What Fall Means to an Alaskan

Fall has always been my favorite season.  Back in Philadelphia, fall arrived in late October and brought bright red, orange, yellow, and brown leaves to the hills and valleys.  We carved pumpkins before Halloween and put them out on our porches until trick or treating was over.  We wore cute little hats and gloves that didn’t actually keep us warm and stylish boots with zero traction on the bottom.  We picked apples off trees in apple orchards and pumpkins out of pumpkin patches.

At a pumpkin patch in the Philadelphia suburbs

Fall in Alaska is so much different.  For starters, fall begins around the end of August and stretches through the first week of October if we’re lucky.  It starts with the tundra changing colors high up in the mountains and slowly moves down to sea level where all the trees turn yellow.  The uniform color is still a shock to me after all of my years on the east coast.


Fall is also the last frantic push of hiking without snow on the ground.  Every time the sun comes out I find myself drawn to the mountains, even if it’s in the middle of a work week and I have to rush to get home before the sun sets.  Hikes that are normally boring because they’re all below treeline suddenly become exciting in a forest of gold leaves.


Fall means getting your puffy jacket, thick fleece lined hat, and touchscreen gloves out of storage and keeping them in your hiking pack at all times.  It means thinking harder about what you have to pack when you hike and when you camp because it’s so much colder at night and on mountaintops.


Fall means carving a pumpkin way before Halloween because they start to rot too soon if they’re kept inside a heated building but freeze when they’re kept outside.  It means waiting for the first snow in October and keeping your snow boots near the door in case you need them.  It means finally getting to see the northern lights because it gets dark enough at night.
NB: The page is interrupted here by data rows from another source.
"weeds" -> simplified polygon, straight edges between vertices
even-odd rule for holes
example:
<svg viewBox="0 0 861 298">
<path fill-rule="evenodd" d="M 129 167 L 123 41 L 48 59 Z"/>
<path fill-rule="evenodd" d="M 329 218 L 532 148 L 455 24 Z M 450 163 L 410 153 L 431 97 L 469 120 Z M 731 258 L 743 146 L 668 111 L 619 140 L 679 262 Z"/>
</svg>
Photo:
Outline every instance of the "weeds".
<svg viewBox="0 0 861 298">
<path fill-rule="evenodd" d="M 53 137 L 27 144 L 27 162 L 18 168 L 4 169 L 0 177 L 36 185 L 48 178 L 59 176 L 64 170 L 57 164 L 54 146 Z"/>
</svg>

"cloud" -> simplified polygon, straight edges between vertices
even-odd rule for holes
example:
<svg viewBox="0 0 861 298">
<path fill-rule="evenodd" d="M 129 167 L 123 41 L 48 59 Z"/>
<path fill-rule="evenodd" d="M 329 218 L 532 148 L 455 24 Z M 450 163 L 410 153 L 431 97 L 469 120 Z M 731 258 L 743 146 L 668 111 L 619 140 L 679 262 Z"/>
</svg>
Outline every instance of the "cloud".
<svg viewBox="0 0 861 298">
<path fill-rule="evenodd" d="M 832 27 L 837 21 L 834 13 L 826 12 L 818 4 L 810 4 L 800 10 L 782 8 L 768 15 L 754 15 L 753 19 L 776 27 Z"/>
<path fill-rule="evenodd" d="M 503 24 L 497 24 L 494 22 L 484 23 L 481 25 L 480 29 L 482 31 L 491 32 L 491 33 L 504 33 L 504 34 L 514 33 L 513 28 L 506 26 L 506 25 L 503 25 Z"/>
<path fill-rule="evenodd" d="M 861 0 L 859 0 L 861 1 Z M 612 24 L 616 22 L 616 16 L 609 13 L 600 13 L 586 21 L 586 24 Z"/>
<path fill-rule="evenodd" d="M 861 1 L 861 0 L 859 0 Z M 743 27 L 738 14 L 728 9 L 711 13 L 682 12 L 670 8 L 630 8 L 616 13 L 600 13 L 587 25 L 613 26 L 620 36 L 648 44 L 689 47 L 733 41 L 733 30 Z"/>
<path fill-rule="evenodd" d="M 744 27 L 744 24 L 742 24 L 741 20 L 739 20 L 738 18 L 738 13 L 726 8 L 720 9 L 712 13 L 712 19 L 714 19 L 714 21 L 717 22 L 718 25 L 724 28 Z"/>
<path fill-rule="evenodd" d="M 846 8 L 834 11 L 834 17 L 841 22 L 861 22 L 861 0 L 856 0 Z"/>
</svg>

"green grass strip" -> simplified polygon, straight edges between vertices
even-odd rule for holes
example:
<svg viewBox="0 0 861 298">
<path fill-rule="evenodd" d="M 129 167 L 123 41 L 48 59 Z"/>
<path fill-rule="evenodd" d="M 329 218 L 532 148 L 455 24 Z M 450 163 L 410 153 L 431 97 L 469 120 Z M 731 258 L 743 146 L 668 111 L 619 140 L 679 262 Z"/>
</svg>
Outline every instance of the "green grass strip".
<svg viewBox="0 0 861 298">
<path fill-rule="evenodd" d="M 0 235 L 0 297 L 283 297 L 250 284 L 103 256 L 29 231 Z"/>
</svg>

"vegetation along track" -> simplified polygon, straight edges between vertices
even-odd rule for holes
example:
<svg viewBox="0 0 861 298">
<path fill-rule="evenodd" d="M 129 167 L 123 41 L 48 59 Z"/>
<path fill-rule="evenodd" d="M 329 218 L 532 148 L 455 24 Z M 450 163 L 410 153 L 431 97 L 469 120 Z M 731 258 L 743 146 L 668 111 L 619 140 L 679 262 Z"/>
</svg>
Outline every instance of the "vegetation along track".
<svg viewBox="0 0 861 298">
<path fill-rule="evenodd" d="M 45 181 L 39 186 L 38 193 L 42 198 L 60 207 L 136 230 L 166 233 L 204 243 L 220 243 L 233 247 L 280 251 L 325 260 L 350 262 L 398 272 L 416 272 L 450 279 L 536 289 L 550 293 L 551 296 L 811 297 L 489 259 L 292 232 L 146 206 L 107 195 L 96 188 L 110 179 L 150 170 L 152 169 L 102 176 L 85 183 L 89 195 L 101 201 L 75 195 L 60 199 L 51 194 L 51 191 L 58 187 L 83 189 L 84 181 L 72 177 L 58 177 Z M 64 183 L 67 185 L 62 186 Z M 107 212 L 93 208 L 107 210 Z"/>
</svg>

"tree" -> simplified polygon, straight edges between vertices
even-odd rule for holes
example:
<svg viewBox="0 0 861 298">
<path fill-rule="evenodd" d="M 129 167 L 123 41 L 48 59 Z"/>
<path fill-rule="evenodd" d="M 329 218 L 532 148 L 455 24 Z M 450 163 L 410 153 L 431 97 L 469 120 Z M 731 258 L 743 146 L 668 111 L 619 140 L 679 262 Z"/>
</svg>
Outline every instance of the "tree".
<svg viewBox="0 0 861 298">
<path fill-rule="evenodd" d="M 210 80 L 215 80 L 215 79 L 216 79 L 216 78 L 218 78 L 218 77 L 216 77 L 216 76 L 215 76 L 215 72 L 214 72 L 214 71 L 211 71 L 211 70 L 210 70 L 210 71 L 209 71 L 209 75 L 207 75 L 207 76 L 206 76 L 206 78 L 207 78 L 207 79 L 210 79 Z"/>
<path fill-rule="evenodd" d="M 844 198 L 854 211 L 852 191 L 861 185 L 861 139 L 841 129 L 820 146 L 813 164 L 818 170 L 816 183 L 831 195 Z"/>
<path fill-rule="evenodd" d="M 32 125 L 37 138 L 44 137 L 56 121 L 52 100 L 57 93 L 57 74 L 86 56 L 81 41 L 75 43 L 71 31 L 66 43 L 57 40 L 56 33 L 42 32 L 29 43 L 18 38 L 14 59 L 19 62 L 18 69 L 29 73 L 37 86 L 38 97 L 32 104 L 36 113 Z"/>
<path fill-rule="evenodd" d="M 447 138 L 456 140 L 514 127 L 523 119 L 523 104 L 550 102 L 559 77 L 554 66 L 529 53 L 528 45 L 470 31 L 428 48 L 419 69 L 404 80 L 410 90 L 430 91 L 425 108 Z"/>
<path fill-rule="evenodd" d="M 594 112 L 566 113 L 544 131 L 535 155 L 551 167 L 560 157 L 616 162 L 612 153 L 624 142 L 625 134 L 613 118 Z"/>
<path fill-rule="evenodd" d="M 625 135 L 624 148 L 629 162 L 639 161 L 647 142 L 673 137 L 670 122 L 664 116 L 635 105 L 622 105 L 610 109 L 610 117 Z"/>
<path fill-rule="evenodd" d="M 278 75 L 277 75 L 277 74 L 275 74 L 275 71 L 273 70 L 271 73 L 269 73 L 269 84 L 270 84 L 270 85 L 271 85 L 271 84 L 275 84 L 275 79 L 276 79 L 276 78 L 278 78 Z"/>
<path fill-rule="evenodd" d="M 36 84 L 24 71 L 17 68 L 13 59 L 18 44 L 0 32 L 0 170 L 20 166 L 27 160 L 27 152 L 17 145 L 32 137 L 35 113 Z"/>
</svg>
Fall means the end of the glorious and short summer months and the beginning of a long, dark winter.  I can’t help but feel sad when the last of the leaves fall from the trees, even though I think winter in Alaska is gorgeous and full of its own crazy adventures.  It’s a feeling that the carefree summer adventures are over and our hibernation is about to begin.  But fall is still my favorite season, and I’m hoping to get a few more weeks out of this year’s fall season outside!

What is fall like where you live?  What is your favorite thing about fall?

8 thoughts on “What Fall Means to an Alaskan

  1. I grew up in Sacramento, CA where fall was really no big thing. I’ve lived in Virginia for quite some time now and fall is THE BEST. The Blue Ridge Mountains are beautiful. I love pulling out my hoodies from the closet on the first cold days. I love fall beers. Running in the fall is pretty awesome too.

  2. Beautiful photos! I love fall in North Carolina, where I live. It’s perfect running weather, the leaves are changing colors, but most importantly, the humidity has thankfully dropped!